Technical reports show that training large language models with FP8 (8-bit floating point) precision can now match the accuracy of BF16.
This advance can cut compute and memory requirements by nearly half, delivering 30-40% throughput gains, but requires deployment on NVIDIA's Hopper or Blackwell series GPUs.
- The key software enabler is NVIDIA's Transformer Engine, a library that automatically manages mixed precision by deciding which layers to run in FP8 and which to keep in a higher precision format to maintain numerical stability.
The technique was introduced with the fourth-generation Tensor Cores in the Hopper GPU architecture, which are capable of FP8 operations and can offer double the computational throughput of 16-bit operations.

What happens next

Beyond training, FP8's reduced memory footprint for weights, activations, and the KV cache is highly beneficial for inference on multi-instance GPUs (MIGs), which may have as little as 10GB of VRAM.

Sources

Quick answers

What happened in FP8 Training Matches BF16 Accuracy?
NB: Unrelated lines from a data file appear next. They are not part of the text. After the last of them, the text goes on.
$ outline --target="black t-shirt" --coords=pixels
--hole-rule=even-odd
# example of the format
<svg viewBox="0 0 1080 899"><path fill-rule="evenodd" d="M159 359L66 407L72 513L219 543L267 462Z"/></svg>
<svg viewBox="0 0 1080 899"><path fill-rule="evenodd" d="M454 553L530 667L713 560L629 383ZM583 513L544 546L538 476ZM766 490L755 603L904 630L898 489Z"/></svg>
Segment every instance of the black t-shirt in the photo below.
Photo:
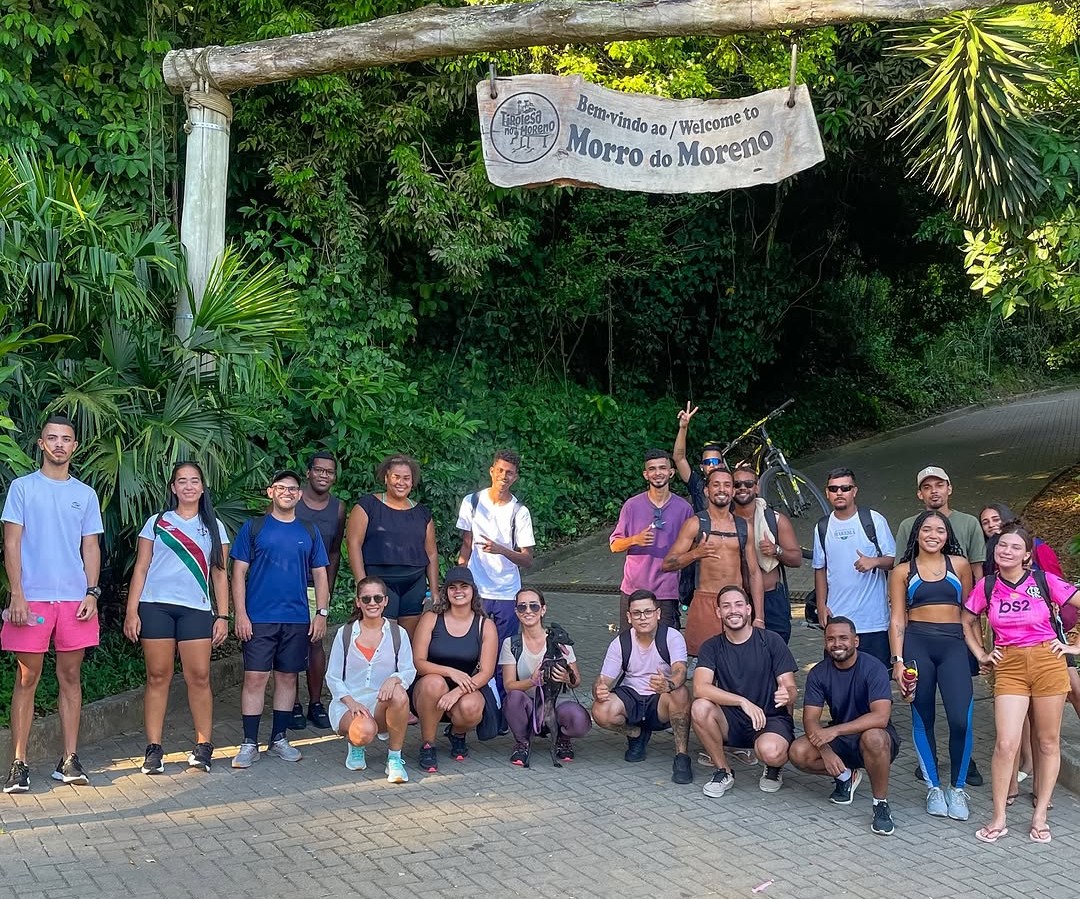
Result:
<svg viewBox="0 0 1080 899"><path fill-rule="evenodd" d="M690 494L690 505L695 512L702 512L709 505L705 498L705 478L696 468L690 469L690 479L686 482L686 490Z"/></svg>
<svg viewBox="0 0 1080 899"><path fill-rule="evenodd" d="M776 679L798 670L795 657L781 637L755 627L745 643L732 643L724 634L710 637L698 650L698 668L713 673L713 686L750 700L766 715L787 715L776 708Z"/></svg>
<svg viewBox="0 0 1080 899"><path fill-rule="evenodd" d="M806 678L803 707L829 707L833 724L847 724L870 711L870 703L892 699L889 669L872 655L857 653L850 668L837 668L832 659L818 662Z"/></svg>

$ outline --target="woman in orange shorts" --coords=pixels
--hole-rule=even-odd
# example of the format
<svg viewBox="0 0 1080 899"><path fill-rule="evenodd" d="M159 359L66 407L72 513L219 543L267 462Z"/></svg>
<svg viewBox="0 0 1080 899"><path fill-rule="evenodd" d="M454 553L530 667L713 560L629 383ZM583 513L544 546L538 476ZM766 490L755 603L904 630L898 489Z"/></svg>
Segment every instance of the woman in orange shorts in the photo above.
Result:
<svg viewBox="0 0 1080 899"><path fill-rule="evenodd" d="M1046 814L1061 766L1061 713L1069 692L1063 656L1080 654L1080 645L1064 642L1058 610L1066 604L1080 608L1080 594L1056 575L1033 572L1032 548L1031 535L1019 522L1003 525L994 548L997 573L975 584L964 610L968 647L984 668L994 669L994 813L975 833L983 843L996 843L1009 832L1006 801L1029 705L1039 777L1028 837L1035 843L1051 839ZM991 652L983 647L978 626L984 612L994 629Z"/></svg>

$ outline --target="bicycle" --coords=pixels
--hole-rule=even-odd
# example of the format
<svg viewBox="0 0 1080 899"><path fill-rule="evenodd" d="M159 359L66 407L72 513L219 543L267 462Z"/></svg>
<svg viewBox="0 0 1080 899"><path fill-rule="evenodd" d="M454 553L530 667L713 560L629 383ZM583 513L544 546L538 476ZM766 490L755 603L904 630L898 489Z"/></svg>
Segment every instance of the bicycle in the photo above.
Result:
<svg viewBox="0 0 1080 899"><path fill-rule="evenodd" d="M777 509L791 519L795 536L802 548L803 557L810 559L814 555L814 529L818 520L832 510L821 491L798 469L792 468L780 449L766 430L765 425L788 408L795 400L777 406L760 421L754 422L721 451L720 455L727 464L728 454L737 446L753 443L748 458L738 464L749 463L758 477L758 488L762 499L772 508ZM734 469L734 465L728 465Z"/></svg>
Why does FP8 Training Matches BF16 Accuracy matter?

The key software enabler is NVIDIA's Transformer Engine, a library that automatically manages mixed precision by deciding which layers to run in FP8 and which to keep in a higher precision format to maintain numerical stability. FP8 utilizes two distinct 8-bit floating-point formats: E4M3 (4 exponent, 3 mantissa bits) for its higher precision in forward passes and E5M2 (5 exponent, 2 mantissa bits) for its wider dynamic range, which is better suited for handling gradients during the backward pass. The technique was introduced with the fourth-generation Tensor Cores in the Hopper GPU architecture, which are capable of FP8 operations and can offer double the computational throughput of 16-bit operations. For inference, quantizing a model like Mistral 7B from FP16 to FP8 has shown a 33% increase in output tokens per second and a 24% reduction in cost per million tokens. Achieving stable training required overcoming the limited dynamic range of an 8-bit format; this is handled by techniques like delayed scaling, where scaling factors are dynamically computed to prevent the loss of gradient information. Beyond training, FP8's reduced memory footprint for weights, activations, and the KV cache is highly beneficial for inference on multi-instance GPUs (MIGs), which may have as little as 10GB of VRAM. While PyTorch lacks a native FP8 datatype, the Transformer Engine library integrates with it—as well as with JAX and TensorFlow—by providing specialized modules and an fp8_autocast context manager.